The week has been good.  The Banyan is wonderful, as always.  We have had older patients reel under arthritis, and feel better after having done some basic exercises - halleluia.  I do not like watching patients in pain, at all.  Private practice is also good.  I have had some young patients and this is a treat; I did not have many young patients as a hospitalist in the U.S.  These folks come in with fever or stomach upsets and it is nice to interact with them; I also get quite aware of my age (53) during these times, as the young patients address me as "Ma'am."  It is particularly nice when they heal well, as is their bodies' wont.

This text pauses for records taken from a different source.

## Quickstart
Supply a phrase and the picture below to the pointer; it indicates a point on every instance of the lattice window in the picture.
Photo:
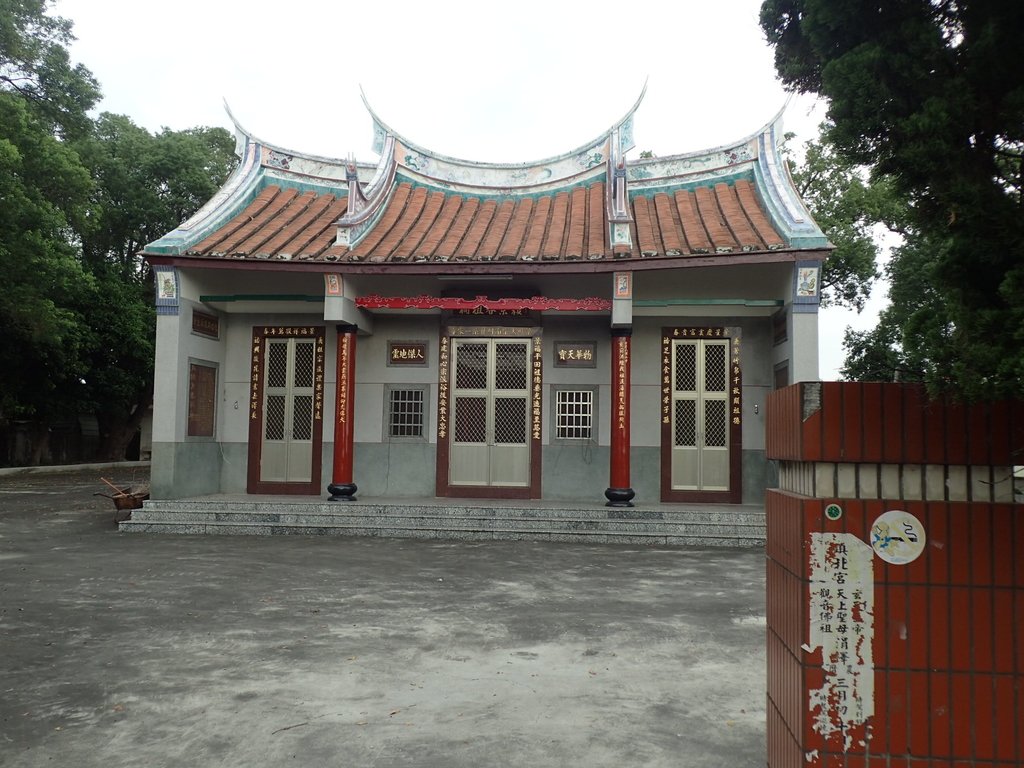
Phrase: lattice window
(686, 368)
(510, 366)
(304, 364)
(716, 373)
(573, 414)
(470, 419)
(716, 424)
(274, 422)
(471, 367)
(510, 421)
(302, 417)
(686, 423)
(276, 364)
(406, 415)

Scott and I were in Madurai last week.  It was the anniversary of the demise of my brother Manu, and the visit to the cemetery was much more difficult this year.  It is, annually, and I could not figure out why it was more so this year; my Dad, Scott and I went nonetheless and paid our respects.  The cook at my Dad's house made Manu's favorite food, and we remembered him.  He was big and handsome and loving.

Friends from Purdue days, Radhika and Tushar, were in town and they spent the afternoon with us yesterday.  That was lovely.  We watched Serena beat Venus - again, shame there could only be 1 winner - and I rejoiced yet again at watching 2 young African American women who have set a good example, not just for African American women, but for all women.

We Skyped with the boys today, and they are well, thank Heavens.  I will never stop appreciating the boys' communicating with us; there is a lot of laughter in the chatter and unvarnished truth, which I am grateful for.  There are so many families where there is no communication and more rancor than rapport - shame.